Ob eine Zusammenarbeit erfolgreich war, lässt sich nur beurteilen, wenn vorher passende Kennzahlen festgelegt wurden. Für eine Bekanntheitskampagne sind Reichweite, Videoaufrufe und Betrachtungsdauer wichtiger als sofortige Verkäufe. Bei einer Verkaufskampagne zählen dagegen Klicks, Bestellungen, Gutscheincodes oder qualifizierte Anfragen.

Mögliche Kennzahlen sind:

  • erreichte Personen innerhalb der gewünschten Zielgruppe
  • Videoaufrufe und durchschnittliche Wiedergabedauer
  • Speicherungen, geteilte Beiträge und relevante Kommentare
  • Klicks auf eine Kampagnenseite
  • Newsletter-Anmeldungen oder Anfragen
  • eingelöste Gutscheincodes und Verkäufe
  • Kosten pro erreichtem Ziel
  • Qualität der produzierten Inhalte für eine spätere Nutzung

Rabattcodes erfassen allerdings nicht jede Wirkung.

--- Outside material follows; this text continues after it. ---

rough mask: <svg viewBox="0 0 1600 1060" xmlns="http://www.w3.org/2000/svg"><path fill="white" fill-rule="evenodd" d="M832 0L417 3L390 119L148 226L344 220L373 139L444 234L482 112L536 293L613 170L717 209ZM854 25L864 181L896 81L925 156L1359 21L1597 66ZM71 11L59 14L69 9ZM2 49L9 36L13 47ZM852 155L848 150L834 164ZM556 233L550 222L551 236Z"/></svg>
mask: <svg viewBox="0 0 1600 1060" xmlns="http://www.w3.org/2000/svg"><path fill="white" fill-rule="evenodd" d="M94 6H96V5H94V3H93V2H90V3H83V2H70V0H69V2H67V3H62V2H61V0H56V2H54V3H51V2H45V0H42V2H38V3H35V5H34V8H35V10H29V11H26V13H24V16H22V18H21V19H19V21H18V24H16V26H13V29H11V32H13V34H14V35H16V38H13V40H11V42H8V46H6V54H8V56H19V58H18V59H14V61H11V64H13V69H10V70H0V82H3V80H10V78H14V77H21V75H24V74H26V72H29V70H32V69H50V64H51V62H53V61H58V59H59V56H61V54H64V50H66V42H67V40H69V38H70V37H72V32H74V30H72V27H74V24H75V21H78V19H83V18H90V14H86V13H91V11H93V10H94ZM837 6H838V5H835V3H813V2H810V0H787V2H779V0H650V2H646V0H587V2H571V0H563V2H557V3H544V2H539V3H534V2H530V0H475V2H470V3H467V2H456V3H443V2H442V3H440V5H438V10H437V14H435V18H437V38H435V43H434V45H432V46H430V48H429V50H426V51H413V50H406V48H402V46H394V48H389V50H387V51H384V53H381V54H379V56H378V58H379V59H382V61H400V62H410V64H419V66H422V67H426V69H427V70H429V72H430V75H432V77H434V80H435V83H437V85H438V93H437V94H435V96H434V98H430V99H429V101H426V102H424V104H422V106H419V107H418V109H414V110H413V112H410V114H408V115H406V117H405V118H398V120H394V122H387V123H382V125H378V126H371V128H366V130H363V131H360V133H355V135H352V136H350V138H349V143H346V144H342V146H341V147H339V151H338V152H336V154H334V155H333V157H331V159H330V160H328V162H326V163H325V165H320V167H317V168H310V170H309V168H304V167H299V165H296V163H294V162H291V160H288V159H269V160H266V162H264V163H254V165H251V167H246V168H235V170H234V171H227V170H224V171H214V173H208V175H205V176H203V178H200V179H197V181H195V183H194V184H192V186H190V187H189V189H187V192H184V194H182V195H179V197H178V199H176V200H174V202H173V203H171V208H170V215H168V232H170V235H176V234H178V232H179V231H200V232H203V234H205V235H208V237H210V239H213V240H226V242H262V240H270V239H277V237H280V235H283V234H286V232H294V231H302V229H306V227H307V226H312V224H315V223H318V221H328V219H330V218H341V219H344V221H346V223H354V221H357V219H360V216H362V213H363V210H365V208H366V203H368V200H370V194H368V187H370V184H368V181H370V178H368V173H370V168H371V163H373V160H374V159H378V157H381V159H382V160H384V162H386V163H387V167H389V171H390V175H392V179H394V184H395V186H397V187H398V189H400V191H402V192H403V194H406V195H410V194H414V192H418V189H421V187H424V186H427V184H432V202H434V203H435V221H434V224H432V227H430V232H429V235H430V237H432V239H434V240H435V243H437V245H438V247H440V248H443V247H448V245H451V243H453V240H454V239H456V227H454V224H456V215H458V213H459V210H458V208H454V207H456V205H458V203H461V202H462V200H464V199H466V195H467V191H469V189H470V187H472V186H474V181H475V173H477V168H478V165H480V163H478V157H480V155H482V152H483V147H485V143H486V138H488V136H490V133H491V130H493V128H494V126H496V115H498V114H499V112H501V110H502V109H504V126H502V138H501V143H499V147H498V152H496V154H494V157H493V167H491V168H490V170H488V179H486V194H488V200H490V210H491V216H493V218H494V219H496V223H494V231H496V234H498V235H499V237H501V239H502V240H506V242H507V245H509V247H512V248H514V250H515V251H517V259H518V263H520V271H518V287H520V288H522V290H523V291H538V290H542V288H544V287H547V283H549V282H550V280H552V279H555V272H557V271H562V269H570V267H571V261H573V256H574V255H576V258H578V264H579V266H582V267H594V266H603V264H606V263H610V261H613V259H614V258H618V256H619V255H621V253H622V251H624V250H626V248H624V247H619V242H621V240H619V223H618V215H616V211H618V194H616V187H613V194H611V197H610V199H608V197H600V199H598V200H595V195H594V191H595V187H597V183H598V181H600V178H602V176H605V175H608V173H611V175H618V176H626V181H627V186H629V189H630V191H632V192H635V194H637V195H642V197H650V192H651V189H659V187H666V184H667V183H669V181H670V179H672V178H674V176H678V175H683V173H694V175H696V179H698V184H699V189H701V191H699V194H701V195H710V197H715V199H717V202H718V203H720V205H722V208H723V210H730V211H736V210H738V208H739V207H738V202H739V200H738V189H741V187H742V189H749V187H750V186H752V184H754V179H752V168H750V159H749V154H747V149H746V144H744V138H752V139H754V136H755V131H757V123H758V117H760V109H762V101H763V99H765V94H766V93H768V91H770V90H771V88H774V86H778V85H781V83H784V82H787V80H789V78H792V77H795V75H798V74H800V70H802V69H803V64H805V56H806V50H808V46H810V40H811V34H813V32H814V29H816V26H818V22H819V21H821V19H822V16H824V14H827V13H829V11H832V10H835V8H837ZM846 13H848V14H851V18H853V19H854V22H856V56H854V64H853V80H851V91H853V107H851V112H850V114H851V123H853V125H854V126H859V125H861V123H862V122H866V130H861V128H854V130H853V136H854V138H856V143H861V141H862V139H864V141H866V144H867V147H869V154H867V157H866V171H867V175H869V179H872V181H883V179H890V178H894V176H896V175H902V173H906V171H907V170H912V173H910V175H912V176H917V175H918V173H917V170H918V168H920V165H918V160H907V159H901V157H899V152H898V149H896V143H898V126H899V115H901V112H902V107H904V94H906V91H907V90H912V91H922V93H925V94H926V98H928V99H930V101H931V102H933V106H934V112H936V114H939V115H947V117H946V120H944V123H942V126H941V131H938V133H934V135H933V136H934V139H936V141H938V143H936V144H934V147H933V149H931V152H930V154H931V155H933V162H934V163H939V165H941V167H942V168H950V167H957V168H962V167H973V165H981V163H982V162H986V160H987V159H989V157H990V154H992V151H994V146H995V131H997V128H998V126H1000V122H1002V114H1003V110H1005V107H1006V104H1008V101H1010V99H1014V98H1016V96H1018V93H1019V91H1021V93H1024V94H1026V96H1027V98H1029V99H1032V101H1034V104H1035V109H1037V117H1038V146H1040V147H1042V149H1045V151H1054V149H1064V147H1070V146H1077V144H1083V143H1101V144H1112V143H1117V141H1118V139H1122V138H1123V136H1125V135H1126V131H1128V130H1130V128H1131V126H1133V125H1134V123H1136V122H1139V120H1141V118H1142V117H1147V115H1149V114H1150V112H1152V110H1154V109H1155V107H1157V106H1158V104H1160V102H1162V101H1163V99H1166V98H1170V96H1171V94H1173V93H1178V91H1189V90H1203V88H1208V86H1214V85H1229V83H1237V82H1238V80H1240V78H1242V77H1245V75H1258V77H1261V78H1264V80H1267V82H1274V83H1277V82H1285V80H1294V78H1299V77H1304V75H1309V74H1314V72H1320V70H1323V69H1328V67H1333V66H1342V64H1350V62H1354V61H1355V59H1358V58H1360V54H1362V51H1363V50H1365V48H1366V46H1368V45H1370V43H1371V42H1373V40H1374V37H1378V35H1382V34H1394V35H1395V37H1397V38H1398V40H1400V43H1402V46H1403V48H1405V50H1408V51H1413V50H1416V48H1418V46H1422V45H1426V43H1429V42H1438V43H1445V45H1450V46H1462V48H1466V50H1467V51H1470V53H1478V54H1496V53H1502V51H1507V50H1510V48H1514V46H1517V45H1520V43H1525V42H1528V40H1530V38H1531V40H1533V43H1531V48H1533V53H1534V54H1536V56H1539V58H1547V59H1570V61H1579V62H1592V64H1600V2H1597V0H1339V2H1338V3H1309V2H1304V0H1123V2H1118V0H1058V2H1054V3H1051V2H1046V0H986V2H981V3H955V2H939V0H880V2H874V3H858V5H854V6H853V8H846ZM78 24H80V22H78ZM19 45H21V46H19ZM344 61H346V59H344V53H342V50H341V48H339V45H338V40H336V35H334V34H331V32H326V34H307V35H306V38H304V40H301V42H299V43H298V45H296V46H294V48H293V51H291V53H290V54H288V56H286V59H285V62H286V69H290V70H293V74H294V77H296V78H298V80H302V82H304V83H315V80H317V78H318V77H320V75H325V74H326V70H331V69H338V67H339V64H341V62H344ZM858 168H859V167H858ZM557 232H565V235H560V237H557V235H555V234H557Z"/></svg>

Manche Menschen sehen einen Beitrag, kaufen später aber direkt im Geschäft oder suchen selbst nach der Marke. Influencer Marketing wirkt häufig über mehrere Kontakte hinweg. Ergebnisse sollten deshalb nicht nur am Tag der Veröffentlichung bewertet werden.

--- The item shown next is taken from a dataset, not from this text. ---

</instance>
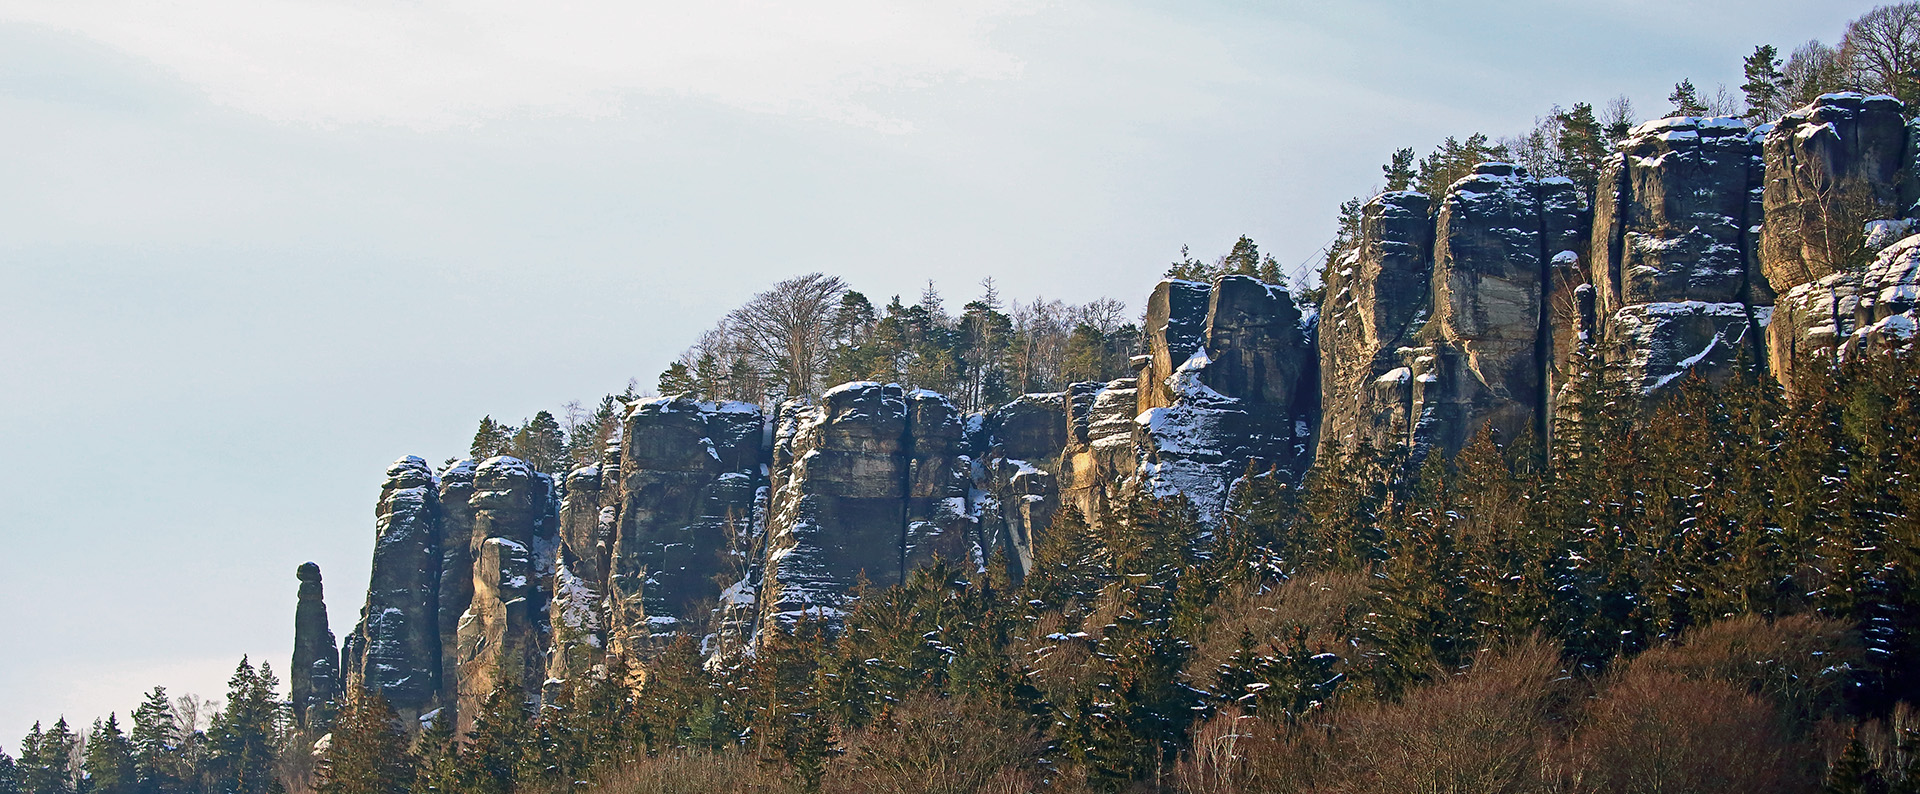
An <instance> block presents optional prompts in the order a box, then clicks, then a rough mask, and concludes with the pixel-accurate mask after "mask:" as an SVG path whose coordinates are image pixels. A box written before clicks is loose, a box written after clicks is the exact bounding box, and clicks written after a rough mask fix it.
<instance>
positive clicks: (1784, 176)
mask: <svg viewBox="0 0 1920 794" xmlns="http://www.w3.org/2000/svg"><path fill="white" fill-rule="evenodd" d="M1910 138H1912V132H1910V130H1908V125H1907V121H1905V107H1903V105H1901V102H1899V100H1895V98H1891V96H1860V94H1826V96H1820V98H1818V100H1814V102H1812V104H1811V105H1807V107H1801V109H1797V111H1793V113H1788V115H1786V117H1782V119H1780V121H1778V123H1774V125H1772V128H1770V130H1768V132H1766V144H1764V157H1766V186H1764V213H1766V222H1764V226H1763V230H1761V261H1764V270H1766V278H1768V282H1772V288H1774V290H1778V292H1786V290H1791V288H1795V286H1799V284H1809V282H1814V280H1820V278H1826V276H1828V274H1834V272H1839V270H1847V269H1859V267H1862V265H1864V263H1866V259H1868V257H1870V251H1862V240H1860V224H1864V222H1866V221H1874V219H1899V217H1914V211H1912V205H1914V199H1916V198H1920V196H1916V180H1914V176H1916V175H1914V155H1916V148H1914V144H1912V142H1910Z"/></svg>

Langfristige Kooperationen wirken oft glaubwürdiger

Ein einzelner Beitrag kann Aufmerksamkeit erzeugen. Vertrauen entsteht meist über längere Zeit. Wenn ein Influencer ein Produkt mehrfach und in unterschiedlichen Alltagssituationen verwendet, wirkt die Empfehlung nachvollziehbarer als ein einmaliger Pflichtpost.

Langfristige Kooperationen geben beiden Seiten ausserdem die Möglichkeit, Inhalte anhand früherer Ergebnisse zu verbessern. Das Unternehmen lernt, welche Themen funktionieren. Der Influencer versteht das Produkt genauer und kann Fragen aus der Community kompetenter beantworten.

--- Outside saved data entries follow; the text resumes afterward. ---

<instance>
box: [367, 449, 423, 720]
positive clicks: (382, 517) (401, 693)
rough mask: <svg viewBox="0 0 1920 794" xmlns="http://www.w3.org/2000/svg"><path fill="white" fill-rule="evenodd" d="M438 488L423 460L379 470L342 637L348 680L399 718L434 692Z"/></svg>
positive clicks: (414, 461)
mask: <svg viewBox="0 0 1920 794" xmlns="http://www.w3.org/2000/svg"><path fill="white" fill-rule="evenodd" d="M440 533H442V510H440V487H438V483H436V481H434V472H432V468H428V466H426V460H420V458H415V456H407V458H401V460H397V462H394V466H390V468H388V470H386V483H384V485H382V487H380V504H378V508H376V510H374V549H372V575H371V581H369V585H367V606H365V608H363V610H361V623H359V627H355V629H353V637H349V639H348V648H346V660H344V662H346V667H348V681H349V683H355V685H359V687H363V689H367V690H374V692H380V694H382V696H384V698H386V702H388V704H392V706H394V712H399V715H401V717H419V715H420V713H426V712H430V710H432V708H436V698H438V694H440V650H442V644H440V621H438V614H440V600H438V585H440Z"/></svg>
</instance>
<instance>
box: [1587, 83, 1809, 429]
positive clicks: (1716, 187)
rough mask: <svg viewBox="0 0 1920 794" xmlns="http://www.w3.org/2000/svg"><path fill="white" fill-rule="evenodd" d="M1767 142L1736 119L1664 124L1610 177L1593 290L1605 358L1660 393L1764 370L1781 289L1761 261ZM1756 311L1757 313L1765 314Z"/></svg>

Dauerhafte Zusammenarbeit bedeutet jedoch nicht, dass jede Kampagne automatisch fortgesetzt werden muss. Nach jeder Phase sollten Zahlen, Inhalt, Tonalität und Rückmeldungen gemeinsam ausgewertet werden.

Video-Tipp: Influencer Marketing für Unternehmen

Das ausführliche Webinar der IHK Schleswig-Holstein erklärt, wie Unternehmen passende Influencer finden, Kooperationen planen, Preise einordnen und wichtige Vertragsfragen klären.



Fazit

Die beste Wahl ist selten der Influencer mit der grössten Fangemeinde. Entscheidend sind eine passende Community, glaubwürdige Inhalte, professionelle Zusammenarbeit und eine erkennbare Verbindung zur Marke.

Unternehmen sollten Zahlen prüfen, frühere Inhalte ansehen, Ziele festlegen und Rechte sowie Pflichten schriftlich regeln. Ein kleiner, sorgfältig ausgewählter Kooperationspartner kann dann wesentlich mehr bewirken als ein prominentes Profil, dessen Publikum zwar gross ist, aber kaum zur Kampagne passt.